Based on my understanding, current strategy:
1. All ranks currently read and load the checkpoint.
2. All ranks also save and write the checkpoint.

I have a question regarding the HSDP case:
If different shard groups write data to storage, could this lead to data corruption?
Ideally, should only the first shard group read the data, broadcast it, and handle writing to ensure consistency?

Activity

qsh-zh

qsh-zh commented on Dec 2, 2024

@qsh-zh
Author

maye @tianyu-l @fegin know ?

fegin

fegin commented on Dec 2, 2024

@fegin
Contributor

If different shard groups write data to storage, could this lead to data corruption?

Why would this lead to data corruption?

Ideally, should only the first shard group read the data, broadcast it, and handle writing to ensure consistency?

DCP will only save one copy of the data if the data is replicated across ranks. It is not necessary the first rank/first group will save the replicated data. DCP will decide this during the planning phase.

qsh-zh

qsh-zh commented on Dec 2, 2024

@qsh-zh
Author

@fegin
Thank you for your explanation.

Why would this lead to data corruption?

When multiple processes write to the same file, isn’t it common to encounter data corruption without proper file locks or scheduling mechanisms?

DCP will only save one copy of the data if the data is replicated across ranks.

Interesting—thank you for clarifying. If there’s a planner coordinating the writes, the file system corruption issue should not occur.

In the meantime, I’ve been exploring the DCP implementation and APIs. However, there is no detailed documentation explaining the coordinator or planner components.

I’d like to share what I’ve found so far. Please correct me if I’m mistaken, and hopefully, this will help others as well:
• dcp.save has an argument called process_group.
• The _DistWrapper class accepts the process_group.
• In this code snippet, central_plan: SavePlan = distW.reduce_scatter("plan", local_step, global_step) seems to coordinate the saving process.
• If we pass process_group=None, this code handles deduplication for world PG

Based on this logic, it seems that setting process_group=None might be the best approach. Could you confirm if this should always be the case? When do we need pass non None arg for process_group?

Additionally, I have another question:
Does the logic of dcp.load work similarly to dcp.save, or do all ranks operate independently without synchronization? For replicated groups, do they read the same data? It seems there are no deduplication and broadcast states.

fegin

fegin commented on Dec 3, 2024

@fegin
Contributor

When multiple processes write to the same file, isn’t it common to encounter data corruption without proper file locks or scheduling mechanisms?

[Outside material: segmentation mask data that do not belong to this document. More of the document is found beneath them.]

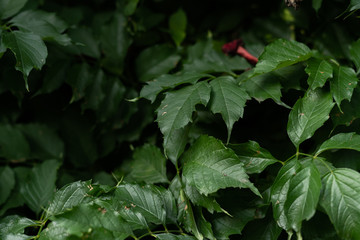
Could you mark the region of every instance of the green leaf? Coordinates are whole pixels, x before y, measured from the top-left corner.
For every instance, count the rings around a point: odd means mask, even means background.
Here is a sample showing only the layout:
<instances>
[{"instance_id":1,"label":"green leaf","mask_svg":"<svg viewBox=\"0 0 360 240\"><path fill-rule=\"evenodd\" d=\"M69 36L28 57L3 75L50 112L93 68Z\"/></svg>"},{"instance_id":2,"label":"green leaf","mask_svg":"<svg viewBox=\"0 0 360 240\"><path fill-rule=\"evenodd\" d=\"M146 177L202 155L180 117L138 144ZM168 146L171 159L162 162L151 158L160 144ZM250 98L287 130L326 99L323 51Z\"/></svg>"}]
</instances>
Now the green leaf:
<instances>
[{"instance_id":1,"label":"green leaf","mask_svg":"<svg viewBox=\"0 0 360 240\"><path fill-rule=\"evenodd\" d=\"M166 211L166 222L176 224L178 208L173 194L170 190L163 187L156 187L154 190L159 193L162 202L164 203L164 208Z\"/></svg>"},{"instance_id":2,"label":"green leaf","mask_svg":"<svg viewBox=\"0 0 360 240\"><path fill-rule=\"evenodd\" d=\"M210 86L206 82L200 82L196 85L166 93L165 99L157 109L156 120L164 135L165 149L172 143L171 137L174 131L184 128L192 121L195 106L197 104L206 106L209 99ZM165 154L167 155L167 152ZM172 159L172 162L176 163L174 160L177 159Z\"/></svg>"},{"instance_id":3,"label":"green leaf","mask_svg":"<svg viewBox=\"0 0 360 240\"><path fill-rule=\"evenodd\" d=\"M18 13L27 0L0 0L0 18L5 19Z\"/></svg>"},{"instance_id":4,"label":"green leaf","mask_svg":"<svg viewBox=\"0 0 360 240\"><path fill-rule=\"evenodd\" d=\"M333 68L326 60L311 58L307 62L305 72L309 75L307 80L311 90L321 88L328 78L333 77Z\"/></svg>"},{"instance_id":5,"label":"green leaf","mask_svg":"<svg viewBox=\"0 0 360 240\"><path fill-rule=\"evenodd\" d=\"M179 9L169 18L169 31L176 46L180 46L186 37L186 13Z\"/></svg>"},{"instance_id":6,"label":"green leaf","mask_svg":"<svg viewBox=\"0 0 360 240\"><path fill-rule=\"evenodd\" d=\"M212 88L210 109L213 113L220 113L224 119L228 129L227 142L229 142L233 125L243 117L245 103L250 97L230 76L218 77L212 80L210 85Z\"/></svg>"},{"instance_id":7,"label":"green leaf","mask_svg":"<svg viewBox=\"0 0 360 240\"><path fill-rule=\"evenodd\" d=\"M127 18L115 13L111 21L101 27L100 42L105 53L103 64L111 72L121 74L127 50L132 43L127 31Z\"/></svg>"},{"instance_id":8,"label":"green leaf","mask_svg":"<svg viewBox=\"0 0 360 240\"><path fill-rule=\"evenodd\" d=\"M129 207L124 207L119 211L120 216L126 220L131 226L132 230L136 229L149 229L149 225L145 217L139 213L132 211Z\"/></svg>"},{"instance_id":9,"label":"green leaf","mask_svg":"<svg viewBox=\"0 0 360 240\"><path fill-rule=\"evenodd\" d=\"M35 166L21 188L26 204L37 214L49 204L54 194L59 165L56 160L48 160Z\"/></svg>"},{"instance_id":10,"label":"green leaf","mask_svg":"<svg viewBox=\"0 0 360 240\"><path fill-rule=\"evenodd\" d=\"M15 174L9 166L0 167L0 205L9 198L15 186Z\"/></svg>"},{"instance_id":11,"label":"green leaf","mask_svg":"<svg viewBox=\"0 0 360 240\"><path fill-rule=\"evenodd\" d=\"M167 137L164 137L163 147L166 157L168 157L174 165L177 164L177 160L184 152L186 144L188 143L189 130L190 126L187 125L184 128L172 130Z\"/></svg>"},{"instance_id":12,"label":"green leaf","mask_svg":"<svg viewBox=\"0 0 360 240\"><path fill-rule=\"evenodd\" d=\"M167 183L166 158L156 146L146 144L137 148L131 163L132 171L128 175L136 181L148 184Z\"/></svg>"},{"instance_id":13,"label":"green leaf","mask_svg":"<svg viewBox=\"0 0 360 240\"><path fill-rule=\"evenodd\" d=\"M265 47L253 76L305 61L311 55L311 50L303 43L278 39Z\"/></svg>"},{"instance_id":14,"label":"green leaf","mask_svg":"<svg viewBox=\"0 0 360 240\"><path fill-rule=\"evenodd\" d=\"M140 92L140 97L149 99L152 103L156 96L163 90L171 89L181 84L195 84L199 79L211 77L211 75L197 72L177 72L175 74L164 74L147 82Z\"/></svg>"},{"instance_id":15,"label":"green leaf","mask_svg":"<svg viewBox=\"0 0 360 240\"><path fill-rule=\"evenodd\" d=\"M22 132L10 125L0 125L0 155L7 159L27 159L30 146Z\"/></svg>"},{"instance_id":16,"label":"green leaf","mask_svg":"<svg viewBox=\"0 0 360 240\"><path fill-rule=\"evenodd\" d=\"M351 0L348 6L348 11L354 11L360 9L360 1L359 0Z\"/></svg>"},{"instance_id":17,"label":"green leaf","mask_svg":"<svg viewBox=\"0 0 360 240\"><path fill-rule=\"evenodd\" d=\"M156 45L142 51L136 59L136 73L141 82L146 82L168 73L180 60L176 49Z\"/></svg>"},{"instance_id":18,"label":"green leaf","mask_svg":"<svg viewBox=\"0 0 360 240\"><path fill-rule=\"evenodd\" d=\"M352 149L360 151L360 135L356 133L339 133L332 136L320 145L315 156L331 149Z\"/></svg>"},{"instance_id":19,"label":"green leaf","mask_svg":"<svg viewBox=\"0 0 360 240\"><path fill-rule=\"evenodd\" d=\"M138 3L139 3L139 0L128 0L124 7L125 16L133 15Z\"/></svg>"},{"instance_id":20,"label":"green leaf","mask_svg":"<svg viewBox=\"0 0 360 240\"><path fill-rule=\"evenodd\" d=\"M288 224L296 232L300 232L303 220L309 220L315 214L320 188L320 173L312 161L302 164L291 178L284 208Z\"/></svg>"},{"instance_id":21,"label":"green leaf","mask_svg":"<svg viewBox=\"0 0 360 240\"><path fill-rule=\"evenodd\" d=\"M312 0L312 7L313 9L318 12L321 8L322 0Z\"/></svg>"},{"instance_id":22,"label":"green leaf","mask_svg":"<svg viewBox=\"0 0 360 240\"><path fill-rule=\"evenodd\" d=\"M343 66L335 69L334 78L330 82L330 90L339 108L342 100L350 101L357 82L358 78L354 69Z\"/></svg>"},{"instance_id":23,"label":"green leaf","mask_svg":"<svg viewBox=\"0 0 360 240\"><path fill-rule=\"evenodd\" d=\"M21 131L29 142L31 155L39 159L62 159L64 143L48 126L31 123L20 125Z\"/></svg>"},{"instance_id":24,"label":"green leaf","mask_svg":"<svg viewBox=\"0 0 360 240\"><path fill-rule=\"evenodd\" d=\"M92 29L86 27L77 27L69 29L69 35L75 43L75 51L77 54L83 54L93 58L100 58L99 41L95 39Z\"/></svg>"},{"instance_id":25,"label":"green leaf","mask_svg":"<svg viewBox=\"0 0 360 240\"><path fill-rule=\"evenodd\" d=\"M334 103L328 93L320 90L307 92L299 99L289 114L287 132L295 147L312 137L329 118Z\"/></svg>"},{"instance_id":26,"label":"green leaf","mask_svg":"<svg viewBox=\"0 0 360 240\"><path fill-rule=\"evenodd\" d=\"M105 74L101 69L99 69L93 79L93 82L89 84L89 87L86 89L86 101L82 105L84 109L93 109L94 111L99 110L100 104L103 102L104 98L108 96L103 90L105 82Z\"/></svg>"},{"instance_id":27,"label":"green leaf","mask_svg":"<svg viewBox=\"0 0 360 240\"><path fill-rule=\"evenodd\" d=\"M151 186L120 185L115 190L114 200L124 202L132 211L143 215L148 222L155 224L166 222L166 212L161 197Z\"/></svg>"},{"instance_id":28,"label":"green leaf","mask_svg":"<svg viewBox=\"0 0 360 240\"><path fill-rule=\"evenodd\" d=\"M261 148L260 145L254 141L242 144L229 144L228 147L239 157L248 174L261 173L267 166L279 162L270 152Z\"/></svg>"},{"instance_id":29,"label":"green leaf","mask_svg":"<svg viewBox=\"0 0 360 240\"><path fill-rule=\"evenodd\" d=\"M36 222L26 217L20 217L18 215L11 215L4 217L0 221L0 236L2 234L17 234L24 233L24 229L31 225L37 225Z\"/></svg>"},{"instance_id":30,"label":"green leaf","mask_svg":"<svg viewBox=\"0 0 360 240\"><path fill-rule=\"evenodd\" d=\"M236 154L219 140L201 136L185 153L183 175L201 194L208 195L222 188L250 188L261 196L249 181Z\"/></svg>"},{"instance_id":31,"label":"green leaf","mask_svg":"<svg viewBox=\"0 0 360 240\"><path fill-rule=\"evenodd\" d=\"M259 102L270 98L279 105L285 105L280 99L282 86L279 77L274 74L263 74L249 78L242 85L244 85L250 97Z\"/></svg>"},{"instance_id":32,"label":"green leaf","mask_svg":"<svg viewBox=\"0 0 360 240\"><path fill-rule=\"evenodd\" d=\"M360 174L338 168L322 178L320 205L329 215L339 236L360 239Z\"/></svg>"},{"instance_id":33,"label":"green leaf","mask_svg":"<svg viewBox=\"0 0 360 240\"><path fill-rule=\"evenodd\" d=\"M281 228L276 224L272 217L251 221L246 225L242 235L244 240L277 240L281 233Z\"/></svg>"},{"instance_id":34,"label":"green leaf","mask_svg":"<svg viewBox=\"0 0 360 240\"><path fill-rule=\"evenodd\" d=\"M80 100L85 96L85 90L90 85L92 77L89 65L86 63L73 65L71 74L66 82L71 86L73 95L70 103Z\"/></svg>"},{"instance_id":35,"label":"green leaf","mask_svg":"<svg viewBox=\"0 0 360 240\"><path fill-rule=\"evenodd\" d=\"M189 235L175 235L172 233L156 234L156 238L159 240L195 240L196 239Z\"/></svg>"},{"instance_id":36,"label":"green leaf","mask_svg":"<svg viewBox=\"0 0 360 240\"><path fill-rule=\"evenodd\" d=\"M360 2L359 2L360 4ZM350 56L357 70L360 69L360 39L350 45Z\"/></svg>"},{"instance_id":37,"label":"green leaf","mask_svg":"<svg viewBox=\"0 0 360 240\"><path fill-rule=\"evenodd\" d=\"M51 93L58 89L67 79L70 69L70 63L67 60L60 60L55 63L47 62L49 68L46 69L43 85L39 90L39 94Z\"/></svg>"},{"instance_id":38,"label":"green leaf","mask_svg":"<svg viewBox=\"0 0 360 240\"><path fill-rule=\"evenodd\" d=\"M205 219L201 208L195 208L195 220L196 220L196 225L199 228L199 231L201 232L201 234L204 236L205 239L211 239L211 240L216 239L212 230L211 223L209 223Z\"/></svg>"},{"instance_id":39,"label":"green leaf","mask_svg":"<svg viewBox=\"0 0 360 240\"><path fill-rule=\"evenodd\" d=\"M21 31L34 33L44 40L53 40L63 46L71 42L67 34L62 34L67 28L66 23L55 13L27 10L12 18L10 23Z\"/></svg>"},{"instance_id":40,"label":"green leaf","mask_svg":"<svg viewBox=\"0 0 360 240\"><path fill-rule=\"evenodd\" d=\"M56 191L46 210L48 217L71 210L83 202L86 194L92 189L90 182L73 182Z\"/></svg>"},{"instance_id":41,"label":"green leaf","mask_svg":"<svg viewBox=\"0 0 360 240\"><path fill-rule=\"evenodd\" d=\"M15 69L22 72L25 86L28 89L27 78L30 71L41 69L48 55L44 42L38 35L28 32L12 31L2 36L3 44L15 55Z\"/></svg>"}]
</instances>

Yes, but even if DCP's planner decides to save multiple copies, it still won't cause data corruption because different ranks write to different files.

What your understanding is mostly correct. As for world PG, there may be case where users would like to save among only a subset of ranks, this is not common but some advanced users may have their own infra architectures design that is not common as well.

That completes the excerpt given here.